Why I give:
“Bread & Roses gives me a glimpse of the future we stand for.”
“I like that Bread & Roses breaks down the silos between organizations,” says Elisabeth Bass, a member of the 2017 Tribute to Change planning committee and longtime Bread & Roses supporter. “I think we need mass resistance, and I don’t see one group that functions as a mass organization for the left-progressive movement,” she says. “If we are going to make a leap in our society, we need organizations to come together.”
Bass is a professor at Camden County College, where she teaches English. She has taught in Camden for over 25 years. Bass sees education as social justice work because she supports her students while they face challenges outside the classroom linked to systemic racism, poverty, and the criminal justice system.
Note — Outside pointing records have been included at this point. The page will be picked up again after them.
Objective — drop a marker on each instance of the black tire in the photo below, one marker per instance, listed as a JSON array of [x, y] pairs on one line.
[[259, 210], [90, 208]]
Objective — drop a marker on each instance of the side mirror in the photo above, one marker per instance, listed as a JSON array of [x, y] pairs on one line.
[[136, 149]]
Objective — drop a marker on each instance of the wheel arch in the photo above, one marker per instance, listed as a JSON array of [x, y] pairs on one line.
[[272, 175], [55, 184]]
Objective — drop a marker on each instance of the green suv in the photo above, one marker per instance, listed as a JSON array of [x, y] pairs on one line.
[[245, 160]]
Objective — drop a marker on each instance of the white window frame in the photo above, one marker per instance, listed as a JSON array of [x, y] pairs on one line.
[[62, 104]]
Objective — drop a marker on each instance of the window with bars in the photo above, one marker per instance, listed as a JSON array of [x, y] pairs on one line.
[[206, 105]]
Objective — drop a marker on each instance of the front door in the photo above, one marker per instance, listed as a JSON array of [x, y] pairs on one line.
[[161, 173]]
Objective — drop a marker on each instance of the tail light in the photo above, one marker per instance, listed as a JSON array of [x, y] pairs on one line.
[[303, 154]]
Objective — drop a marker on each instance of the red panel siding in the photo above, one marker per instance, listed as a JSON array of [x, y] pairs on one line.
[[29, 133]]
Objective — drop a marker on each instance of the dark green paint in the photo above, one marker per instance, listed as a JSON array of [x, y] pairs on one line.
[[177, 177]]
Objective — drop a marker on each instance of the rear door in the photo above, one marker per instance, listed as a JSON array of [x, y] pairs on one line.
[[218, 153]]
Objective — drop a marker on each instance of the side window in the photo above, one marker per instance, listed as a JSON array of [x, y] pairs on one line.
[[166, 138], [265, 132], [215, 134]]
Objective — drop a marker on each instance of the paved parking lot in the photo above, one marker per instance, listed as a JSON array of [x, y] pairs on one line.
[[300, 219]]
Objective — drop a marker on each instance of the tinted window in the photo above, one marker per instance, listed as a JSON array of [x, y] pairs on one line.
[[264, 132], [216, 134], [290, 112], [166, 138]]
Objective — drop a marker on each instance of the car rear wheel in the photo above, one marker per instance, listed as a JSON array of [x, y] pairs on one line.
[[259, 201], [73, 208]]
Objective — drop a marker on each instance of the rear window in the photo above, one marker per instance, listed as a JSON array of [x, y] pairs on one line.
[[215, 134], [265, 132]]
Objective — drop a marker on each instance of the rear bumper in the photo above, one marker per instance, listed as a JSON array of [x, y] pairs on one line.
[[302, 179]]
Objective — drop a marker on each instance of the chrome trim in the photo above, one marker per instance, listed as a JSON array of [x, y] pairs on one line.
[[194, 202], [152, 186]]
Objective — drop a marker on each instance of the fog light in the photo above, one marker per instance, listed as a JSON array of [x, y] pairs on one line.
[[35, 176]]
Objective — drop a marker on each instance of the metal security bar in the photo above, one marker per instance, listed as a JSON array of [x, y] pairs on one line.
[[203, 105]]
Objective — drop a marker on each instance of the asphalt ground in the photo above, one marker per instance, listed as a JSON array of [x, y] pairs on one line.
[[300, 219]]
She chose to serve on the Tribute to Change planning committee again this year because it’s a way for her to feel connected and live her values: “At our events, when I share in the solidarity and excitement of the work that everyone in the room is involved in, that’s when I realize what we are fighting for — a world that is not the product of corporate capitalism, divisiveness, misogyny, racism, ecocide, dominance, and exploitation, but a world of unity.”
Bass believes giving to movements for racial and economic justice is an important way for her to participate. “I want to support the good work that people are doing to dismantle white supremacy and the current dangerous oligarchy that is crushing people and the planet beneath the heel of corporate capitalism,” she says.